Proton and Hydride Transfer Reactions involving Organic Ions and Ion Radicals

涉及有机离子和离子自由基的质子和氢化物转移反应

• 批准号: 0074405
• 负责人: Vernon Parker
• 金额: $ 41.55万
• 依托单位: Utah State University
• 依托单位国家: 美国
• 项目类别: Continuing Grant
• 财政年份: 2000
• 资助国家: 美国
• 起止时间: 2000-07-01 至 2003-12-31
• 项目状态: 已结题
• 来源: https://www.nsf.gov/awardsearch/showAward?AWD_ID=0074405&HistoricalAwards=false
• 关键词: Proton; Hydride; Transfer; Reactions; involving

With this renewal award the Organic and Macromolecular Chemistry Program supports the work of Dr. Vernon D. Parker at Utah State University in Logan, Utah. The work will extend earlier studies looking into the details of the mechanism of hydrogen transfer reactions from radical cations, positively charged organic compounds with an unpaired electron spin. Intermediates of this type are involved in a number of important biological oxidations by enzymes and industrial oxidation and polymerization reactions.The kinetics of C-H bond cleavage in various radical cations - by either proton or hydride transfer - will be studied by electrochemical and spectrophotometric methods (including stopped-flow) to determine how kinetic isotope effects depend on structure and extent of reaction. The hypothesis that many of these apparently simple bimolecular hydrogen transfer reactions actually take place by two steps with kinetically significant intermediates will be tested by experiments. The work is expected to provide valuable experience to graduate and postdoctoral students, as well as providing fundamental information of use to the organic chemical community.

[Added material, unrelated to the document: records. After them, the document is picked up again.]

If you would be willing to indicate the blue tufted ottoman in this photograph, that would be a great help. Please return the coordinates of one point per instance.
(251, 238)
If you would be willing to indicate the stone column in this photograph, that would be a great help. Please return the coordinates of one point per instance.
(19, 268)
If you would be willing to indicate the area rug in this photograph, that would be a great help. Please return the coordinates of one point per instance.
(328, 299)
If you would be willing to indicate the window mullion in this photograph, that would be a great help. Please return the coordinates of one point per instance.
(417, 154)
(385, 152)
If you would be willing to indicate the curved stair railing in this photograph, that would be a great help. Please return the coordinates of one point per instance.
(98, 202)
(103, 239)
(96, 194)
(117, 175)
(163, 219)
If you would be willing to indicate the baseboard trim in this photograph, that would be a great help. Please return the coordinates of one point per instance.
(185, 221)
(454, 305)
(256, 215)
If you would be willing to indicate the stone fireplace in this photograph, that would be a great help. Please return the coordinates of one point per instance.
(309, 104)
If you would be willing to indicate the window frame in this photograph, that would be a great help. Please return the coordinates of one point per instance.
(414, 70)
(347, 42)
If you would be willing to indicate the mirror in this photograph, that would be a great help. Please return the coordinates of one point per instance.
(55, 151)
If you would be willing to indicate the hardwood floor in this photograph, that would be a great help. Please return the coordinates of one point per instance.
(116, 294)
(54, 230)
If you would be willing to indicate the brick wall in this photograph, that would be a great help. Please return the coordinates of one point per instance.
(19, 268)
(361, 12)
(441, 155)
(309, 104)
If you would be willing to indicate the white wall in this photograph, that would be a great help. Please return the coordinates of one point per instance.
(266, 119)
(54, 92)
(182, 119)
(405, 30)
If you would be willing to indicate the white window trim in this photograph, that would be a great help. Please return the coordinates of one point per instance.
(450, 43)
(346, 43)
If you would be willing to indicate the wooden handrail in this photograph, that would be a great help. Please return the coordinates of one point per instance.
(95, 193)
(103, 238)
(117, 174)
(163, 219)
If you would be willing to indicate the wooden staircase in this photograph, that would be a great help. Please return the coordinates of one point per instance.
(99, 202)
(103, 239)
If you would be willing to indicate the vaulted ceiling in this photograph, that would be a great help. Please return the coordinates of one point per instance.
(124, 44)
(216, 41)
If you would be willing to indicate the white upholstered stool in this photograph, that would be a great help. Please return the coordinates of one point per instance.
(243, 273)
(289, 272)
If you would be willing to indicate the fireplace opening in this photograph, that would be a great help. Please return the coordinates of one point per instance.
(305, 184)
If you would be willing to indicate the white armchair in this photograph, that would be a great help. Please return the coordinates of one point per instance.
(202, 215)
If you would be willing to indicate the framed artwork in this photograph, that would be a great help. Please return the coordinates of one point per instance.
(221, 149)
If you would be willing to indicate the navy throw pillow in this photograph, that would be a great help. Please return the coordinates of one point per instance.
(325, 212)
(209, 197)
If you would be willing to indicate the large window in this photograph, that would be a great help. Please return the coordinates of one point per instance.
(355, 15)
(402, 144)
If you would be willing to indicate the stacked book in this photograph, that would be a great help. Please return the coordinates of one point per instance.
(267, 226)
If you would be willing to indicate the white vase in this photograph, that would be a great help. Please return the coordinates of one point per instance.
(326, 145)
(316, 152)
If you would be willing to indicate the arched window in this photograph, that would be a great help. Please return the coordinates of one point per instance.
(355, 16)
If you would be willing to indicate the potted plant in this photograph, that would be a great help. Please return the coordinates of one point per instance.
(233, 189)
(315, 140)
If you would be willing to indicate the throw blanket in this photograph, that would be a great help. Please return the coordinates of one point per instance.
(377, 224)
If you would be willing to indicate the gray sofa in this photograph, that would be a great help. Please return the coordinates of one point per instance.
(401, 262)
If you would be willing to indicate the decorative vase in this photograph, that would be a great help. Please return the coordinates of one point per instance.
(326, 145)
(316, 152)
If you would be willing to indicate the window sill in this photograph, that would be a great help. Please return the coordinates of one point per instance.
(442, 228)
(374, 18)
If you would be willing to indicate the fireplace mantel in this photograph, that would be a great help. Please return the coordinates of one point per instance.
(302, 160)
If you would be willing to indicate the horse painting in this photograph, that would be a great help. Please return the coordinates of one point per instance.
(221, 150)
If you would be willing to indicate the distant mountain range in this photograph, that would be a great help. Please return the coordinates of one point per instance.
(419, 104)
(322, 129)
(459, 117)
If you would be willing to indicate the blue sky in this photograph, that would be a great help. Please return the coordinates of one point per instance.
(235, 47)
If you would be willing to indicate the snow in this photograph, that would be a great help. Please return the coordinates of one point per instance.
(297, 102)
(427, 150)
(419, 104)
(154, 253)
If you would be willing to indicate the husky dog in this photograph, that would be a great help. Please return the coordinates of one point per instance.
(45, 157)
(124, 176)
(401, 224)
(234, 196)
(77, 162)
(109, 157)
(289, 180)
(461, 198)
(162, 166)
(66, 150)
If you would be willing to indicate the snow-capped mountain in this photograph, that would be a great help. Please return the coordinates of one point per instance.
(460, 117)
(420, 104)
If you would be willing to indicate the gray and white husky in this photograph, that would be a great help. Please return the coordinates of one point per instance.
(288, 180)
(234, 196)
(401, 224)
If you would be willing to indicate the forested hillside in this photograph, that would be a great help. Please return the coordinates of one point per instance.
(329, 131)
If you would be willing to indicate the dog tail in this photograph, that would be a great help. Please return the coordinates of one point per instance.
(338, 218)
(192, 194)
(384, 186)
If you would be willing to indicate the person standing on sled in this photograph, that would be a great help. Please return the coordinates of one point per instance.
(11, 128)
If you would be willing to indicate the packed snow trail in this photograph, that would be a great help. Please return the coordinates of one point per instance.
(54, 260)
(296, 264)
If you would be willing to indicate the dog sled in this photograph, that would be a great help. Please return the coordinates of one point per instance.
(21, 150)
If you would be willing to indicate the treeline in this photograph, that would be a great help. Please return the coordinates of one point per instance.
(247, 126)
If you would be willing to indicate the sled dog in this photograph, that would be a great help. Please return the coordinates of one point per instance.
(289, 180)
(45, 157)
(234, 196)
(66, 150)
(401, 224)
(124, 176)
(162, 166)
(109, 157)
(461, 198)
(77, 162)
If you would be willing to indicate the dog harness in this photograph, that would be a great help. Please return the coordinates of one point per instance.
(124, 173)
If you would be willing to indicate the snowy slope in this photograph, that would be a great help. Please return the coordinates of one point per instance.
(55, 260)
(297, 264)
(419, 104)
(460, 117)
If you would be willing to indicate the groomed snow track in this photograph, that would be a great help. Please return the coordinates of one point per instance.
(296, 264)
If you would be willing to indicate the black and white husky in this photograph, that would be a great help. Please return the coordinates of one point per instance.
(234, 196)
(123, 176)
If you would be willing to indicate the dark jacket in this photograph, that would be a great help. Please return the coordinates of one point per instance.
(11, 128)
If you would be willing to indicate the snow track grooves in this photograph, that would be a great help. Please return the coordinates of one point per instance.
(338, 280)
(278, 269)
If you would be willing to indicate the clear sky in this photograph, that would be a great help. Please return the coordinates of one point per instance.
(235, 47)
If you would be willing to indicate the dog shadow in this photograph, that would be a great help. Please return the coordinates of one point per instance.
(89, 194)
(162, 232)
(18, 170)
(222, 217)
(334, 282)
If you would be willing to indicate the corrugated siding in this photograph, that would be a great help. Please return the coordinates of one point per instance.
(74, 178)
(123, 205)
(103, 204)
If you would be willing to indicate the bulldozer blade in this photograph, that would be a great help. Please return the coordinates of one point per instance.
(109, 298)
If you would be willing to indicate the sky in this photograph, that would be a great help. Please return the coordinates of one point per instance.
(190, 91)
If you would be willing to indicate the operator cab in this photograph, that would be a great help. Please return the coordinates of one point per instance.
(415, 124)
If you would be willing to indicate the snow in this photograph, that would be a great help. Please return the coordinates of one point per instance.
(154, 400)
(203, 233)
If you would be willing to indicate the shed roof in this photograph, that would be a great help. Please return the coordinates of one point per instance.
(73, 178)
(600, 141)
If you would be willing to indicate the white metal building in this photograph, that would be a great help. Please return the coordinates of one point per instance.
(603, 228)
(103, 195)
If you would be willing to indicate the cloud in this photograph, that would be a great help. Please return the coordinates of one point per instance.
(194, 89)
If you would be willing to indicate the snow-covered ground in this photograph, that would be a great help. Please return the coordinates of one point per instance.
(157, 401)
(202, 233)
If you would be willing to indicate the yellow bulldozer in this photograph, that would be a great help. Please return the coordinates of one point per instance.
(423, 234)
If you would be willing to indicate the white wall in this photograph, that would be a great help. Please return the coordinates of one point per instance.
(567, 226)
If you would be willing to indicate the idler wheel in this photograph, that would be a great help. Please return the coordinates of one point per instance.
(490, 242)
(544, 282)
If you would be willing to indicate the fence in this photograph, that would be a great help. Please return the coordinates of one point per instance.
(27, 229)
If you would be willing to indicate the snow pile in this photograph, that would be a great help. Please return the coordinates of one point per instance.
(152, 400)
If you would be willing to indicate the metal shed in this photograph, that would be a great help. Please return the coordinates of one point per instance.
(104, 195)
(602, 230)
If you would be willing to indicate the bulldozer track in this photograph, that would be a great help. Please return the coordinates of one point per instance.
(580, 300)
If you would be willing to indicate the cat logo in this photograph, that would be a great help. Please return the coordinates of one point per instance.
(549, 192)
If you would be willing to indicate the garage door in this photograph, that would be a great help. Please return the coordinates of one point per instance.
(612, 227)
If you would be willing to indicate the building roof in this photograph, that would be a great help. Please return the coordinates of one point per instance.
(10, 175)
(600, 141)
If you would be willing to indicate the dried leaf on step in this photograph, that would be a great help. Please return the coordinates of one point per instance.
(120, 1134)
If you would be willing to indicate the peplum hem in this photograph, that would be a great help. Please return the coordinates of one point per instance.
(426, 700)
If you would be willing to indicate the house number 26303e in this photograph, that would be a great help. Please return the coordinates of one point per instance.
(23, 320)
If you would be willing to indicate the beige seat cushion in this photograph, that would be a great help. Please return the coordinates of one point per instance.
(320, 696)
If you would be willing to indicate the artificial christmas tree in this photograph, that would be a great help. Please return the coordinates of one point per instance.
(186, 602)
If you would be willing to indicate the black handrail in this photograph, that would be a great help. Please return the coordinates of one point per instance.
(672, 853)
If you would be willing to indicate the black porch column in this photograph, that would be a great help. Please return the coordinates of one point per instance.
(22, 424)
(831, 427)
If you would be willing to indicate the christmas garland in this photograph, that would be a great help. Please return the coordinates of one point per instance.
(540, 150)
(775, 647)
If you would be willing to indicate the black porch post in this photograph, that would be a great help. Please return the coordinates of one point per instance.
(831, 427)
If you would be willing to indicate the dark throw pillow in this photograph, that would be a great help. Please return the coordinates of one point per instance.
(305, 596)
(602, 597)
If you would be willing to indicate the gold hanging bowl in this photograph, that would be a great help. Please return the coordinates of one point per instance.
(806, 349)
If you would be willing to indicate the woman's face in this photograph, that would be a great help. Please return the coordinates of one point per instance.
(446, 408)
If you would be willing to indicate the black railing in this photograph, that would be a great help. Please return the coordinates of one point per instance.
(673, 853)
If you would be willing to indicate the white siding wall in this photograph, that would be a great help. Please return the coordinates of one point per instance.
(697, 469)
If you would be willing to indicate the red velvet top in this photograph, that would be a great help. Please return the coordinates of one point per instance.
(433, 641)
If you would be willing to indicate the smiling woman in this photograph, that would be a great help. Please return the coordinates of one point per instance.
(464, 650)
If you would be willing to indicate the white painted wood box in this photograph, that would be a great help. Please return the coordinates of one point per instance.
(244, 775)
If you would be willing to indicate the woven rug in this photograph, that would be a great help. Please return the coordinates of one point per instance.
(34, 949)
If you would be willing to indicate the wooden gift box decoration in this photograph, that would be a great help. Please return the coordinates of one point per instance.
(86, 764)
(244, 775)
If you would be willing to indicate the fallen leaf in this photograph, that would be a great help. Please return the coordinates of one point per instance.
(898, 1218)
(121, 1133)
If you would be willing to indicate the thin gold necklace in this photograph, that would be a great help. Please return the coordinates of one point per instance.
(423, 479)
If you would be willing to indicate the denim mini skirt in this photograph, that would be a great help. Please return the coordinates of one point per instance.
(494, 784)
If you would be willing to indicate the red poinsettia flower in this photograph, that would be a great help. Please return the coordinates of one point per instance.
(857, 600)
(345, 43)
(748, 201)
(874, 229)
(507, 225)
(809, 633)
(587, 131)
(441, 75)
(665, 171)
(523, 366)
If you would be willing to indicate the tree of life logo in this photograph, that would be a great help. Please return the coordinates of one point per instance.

有机化学和高分子化学项目支持犹他州洛根市犹他州州立大学的弗农·D·帕克博士的工作。这项工作将扩展早期的研究，探讨自由基阳离子氢转移反应的细节，自由基阳离子是带有未配对电子自旋的带正电的有机化合物。这类中间体参与了许多重要的生物氧化反应以及工业氧化和聚合反应。通过电化学和分光光度方法(包括停流)研究不同自由基阳离子中C-H键断裂的动力学，包括停流，以确定动力学同位素效应如何依赖于结构和反应程度。许多这些看似简单的双分子氢转移反应实际上是通过两个步骤与具有重要动力学意义的中间体发生的这一假设将通过实验得到检验。预计这项工作将为研究生和博士后提供宝贵的经验，并为有机化学界提供基本的使用信息。